The Home for Bewildered Beasts of Legend

A cluttered but warmly lit office. Whiteboards covered in post-its, a tangle of cables, a dog asleep under the desk. Someone has written WHERE IS THE ASSET REGISTER in red marker and circled it three times.

You are the first dedicated IT architect this place has ever had. Congratulations.

The organisation runs on goodwill, donor data, and a patchwork of tools acquired over the years by people who meant well and moved on. There are integrations nobody fully understands, a CRM that predates three governance cycles, and a Microsoft 365 tenant configured by whoever was available at the time. The volunteers are enthusiastic. The budget is not.

The stakes are real: 200,000 members, donors and supporters whose data you now help steward.

There is no SIEM. There is no security team. There is you, a mandate to do something about architecture and security, and a calendar already full of stakeholder meetings.

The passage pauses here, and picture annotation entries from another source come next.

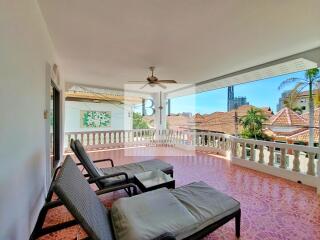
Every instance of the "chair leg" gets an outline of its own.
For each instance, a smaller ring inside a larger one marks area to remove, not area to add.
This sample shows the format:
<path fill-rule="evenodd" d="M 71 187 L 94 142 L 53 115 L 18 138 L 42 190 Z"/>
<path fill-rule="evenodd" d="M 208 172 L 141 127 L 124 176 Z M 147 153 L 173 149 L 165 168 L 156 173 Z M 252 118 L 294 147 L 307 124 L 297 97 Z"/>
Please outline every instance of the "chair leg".
<path fill-rule="evenodd" d="M 236 215 L 236 236 L 240 238 L 240 222 L 241 222 L 241 209 L 239 209 Z"/>

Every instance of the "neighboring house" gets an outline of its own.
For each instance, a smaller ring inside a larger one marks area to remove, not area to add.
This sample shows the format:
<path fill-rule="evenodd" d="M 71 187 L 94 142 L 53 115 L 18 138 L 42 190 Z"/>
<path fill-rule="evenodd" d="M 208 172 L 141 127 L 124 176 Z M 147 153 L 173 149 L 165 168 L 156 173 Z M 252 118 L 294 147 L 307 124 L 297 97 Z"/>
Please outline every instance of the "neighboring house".
<path fill-rule="evenodd" d="M 318 90 L 313 90 L 313 97 L 317 95 L 317 92 Z M 278 112 L 285 107 L 284 101 L 289 95 L 289 93 L 290 91 L 285 91 L 279 98 L 279 103 L 277 105 Z M 302 114 L 309 112 L 309 91 L 303 91 L 300 93 L 300 98 L 297 101 L 297 107 L 301 109 Z"/>
<path fill-rule="evenodd" d="M 318 93 L 318 90 L 313 90 L 313 97 Z M 302 110 L 302 114 L 309 112 L 309 91 L 300 93 L 300 98 L 297 102 L 297 106 Z"/>
<path fill-rule="evenodd" d="M 286 142 L 287 137 L 305 130 L 308 121 L 289 108 L 283 108 L 264 124 L 264 132 L 274 141 Z"/>
<path fill-rule="evenodd" d="M 314 110 L 314 142 L 319 144 L 319 111 L 320 108 L 317 108 Z M 309 123 L 309 113 L 302 114 L 302 117 L 306 119 L 306 121 Z M 309 142 L 309 129 L 304 129 L 304 131 L 301 131 L 299 133 L 293 134 L 288 138 L 288 142 L 291 143 L 304 143 L 308 144 Z"/>
<path fill-rule="evenodd" d="M 284 108 L 284 100 L 288 97 L 290 91 L 284 91 L 279 98 L 279 102 L 277 104 L 277 112 L 279 112 L 282 108 Z"/>
<path fill-rule="evenodd" d="M 236 112 L 239 119 L 245 116 L 250 108 L 254 106 L 244 105 L 237 110 L 229 112 L 214 112 L 211 114 L 195 114 L 192 117 L 182 115 L 168 116 L 168 127 L 173 130 L 197 130 L 197 131 L 211 131 L 217 133 L 227 133 L 231 135 L 236 134 Z M 270 108 L 261 108 L 267 118 L 273 115 Z M 145 120 L 151 122 L 152 117 L 144 117 Z M 242 127 L 238 123 L 238 134 Z"/>

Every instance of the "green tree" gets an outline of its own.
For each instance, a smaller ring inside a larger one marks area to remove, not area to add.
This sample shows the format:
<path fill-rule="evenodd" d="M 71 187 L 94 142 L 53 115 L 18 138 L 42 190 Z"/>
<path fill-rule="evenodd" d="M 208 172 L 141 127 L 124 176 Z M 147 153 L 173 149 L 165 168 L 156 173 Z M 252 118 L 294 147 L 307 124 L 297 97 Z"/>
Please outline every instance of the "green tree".
<path fill-rule="evenodd" d="M 133 113 L 133 129 L 147 129 L 149 125 L 140 113 Z"/>
<path fill-rule="evenodd" d="M 318 87 L 320 73 L 318 68 L 312 68 L 305 72 L 305 78 L 288 78 L 279 85 L 279 90 L 289 84 L 295 84 L 295 91 L 300 93 L 303 89 L 309 91 L 309 146 L 314 145 L 314 99 L 313 89 Z"/>
<path fill-rule="evenodd" d="M 244 138 L 266 139 L 262 131 L 262 124 L 267 117 L 258 108 L 250 108 L 245 116 L 240 118 L 240 124 L 243 127 L 241 133 Z"/>

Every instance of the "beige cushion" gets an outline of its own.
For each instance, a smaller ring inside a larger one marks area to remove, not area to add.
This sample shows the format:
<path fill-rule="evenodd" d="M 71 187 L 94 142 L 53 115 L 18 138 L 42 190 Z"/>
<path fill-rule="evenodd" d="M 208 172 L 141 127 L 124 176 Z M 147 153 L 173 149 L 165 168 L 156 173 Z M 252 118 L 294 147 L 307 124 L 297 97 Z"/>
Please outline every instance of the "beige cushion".
<path fill-rule="evenodd" d="M 117 200 L 111 218 L 118 240 L 147 240 L 166 232 L 178 236 L 197 227 L 196 219 L 166 188 Z"/>
<path fill-rule="evenodd" d="M 125 172 L 128 174 L 129 179 L 132 180 L 135 174 L 158 170 L 158 169 L 166 172 L 169 170 L 173 170 L 173 166 L 161 160 L 147 160 L 147 161 L 142 161 L 137 163 L 130 163 L 125 165 L 115 166 L 112 168 L 101 168 L 100 170 L 102 171 L 101 173 L 102 176 L 110 175 L 118 172 Z M 108 185 L 108 184 L 117 184 L 121 181 L 124 181 L 123 176 L 105 179 L 103 180 L 103 183 L 105 185 Z"/>
<path fill-rule="evenodd" d="M 237 200 L 204 182 L 190 183 L 171 190 L 171 193 L 197 219 L 199 226 L 195 232 L 240 209 Z"/>
<path fill-rule="evenodd" d="M 240 209 L 240 203 L 204 182 L 161 188 L 117 200 L 111 209 L 118 240 L 144 240 L 170 232 L 184 239 Z"/>

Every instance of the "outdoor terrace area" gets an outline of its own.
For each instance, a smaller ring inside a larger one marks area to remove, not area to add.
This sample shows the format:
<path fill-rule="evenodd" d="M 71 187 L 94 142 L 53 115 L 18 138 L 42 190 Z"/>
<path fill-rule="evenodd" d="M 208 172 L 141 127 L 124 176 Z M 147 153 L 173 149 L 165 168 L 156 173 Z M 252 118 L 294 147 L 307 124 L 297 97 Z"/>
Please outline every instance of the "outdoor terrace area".
<path fill-rule="evenodd" d="M 89 151 L 92 159 L 112 158 L 115 165 L 148 159 L 161 159 L 174 166 L 176 186 L 205 181 L 241 203 L 241 239 L 319 239 L 320 198 L 316 189 L 280 177 L 232 164 L 210 151 L 190 152 L 170 146 L 132 146 Z M 73 156 L 74 157 L 74 156 Z M 107 163 L 104 163 L 107 164 Z M 100 167 L 109 167 L 103 164 Z M 123 191 L 101 196 L 106 206 Z M 50 210 L 46 225 L 70 218 L 64 207 Z M 79 226 L 45 236 L 41 239 L 79 239 L 85 233 Z M 205 239 L 235 239 L 234 220 Z"/>

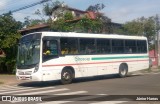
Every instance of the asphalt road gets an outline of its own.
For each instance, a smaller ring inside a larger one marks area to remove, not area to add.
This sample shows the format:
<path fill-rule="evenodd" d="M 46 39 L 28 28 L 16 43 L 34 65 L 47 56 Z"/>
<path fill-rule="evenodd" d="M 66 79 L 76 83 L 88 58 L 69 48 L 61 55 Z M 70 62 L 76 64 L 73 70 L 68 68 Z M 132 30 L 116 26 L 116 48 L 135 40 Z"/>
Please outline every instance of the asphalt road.
<path fill-rule="evenodd" d="M 38 104 L 160 104 L 160 73 L 130 75 L 126 78 L 116 75 L 81 78 L 68 85 L 61 85 L 59 81 L 3 85 L 0 86 L 0 95 L 39 97 L 43 102 L 30 102 Z M 136 101 L 137 98 L 140 101 Z M 25 103 L 28 104 L 27 101 Z"/>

This section is for that situation: building a security foundation in a mid-sized non-profit, not from the top down, but from the ground up. Somewhere between a startup and an enterprise .

Not covered: audit compliance

The goal here is not a checkbox. ISO 27001 exists and may eventually be relevant, but a freshly hired architect in a resource-constrained non-profit does not start there. The goal is to reduce actual risk for actual people and animals: the care workers, the volunteers, the 200,000 members and donors whose trust funds your mission.

Evidence for auditors accumulates as a side effect of doing the work properly. Purple crossroads mark where the work intersects with frameworks, but the motive is protection, not compliance theatre.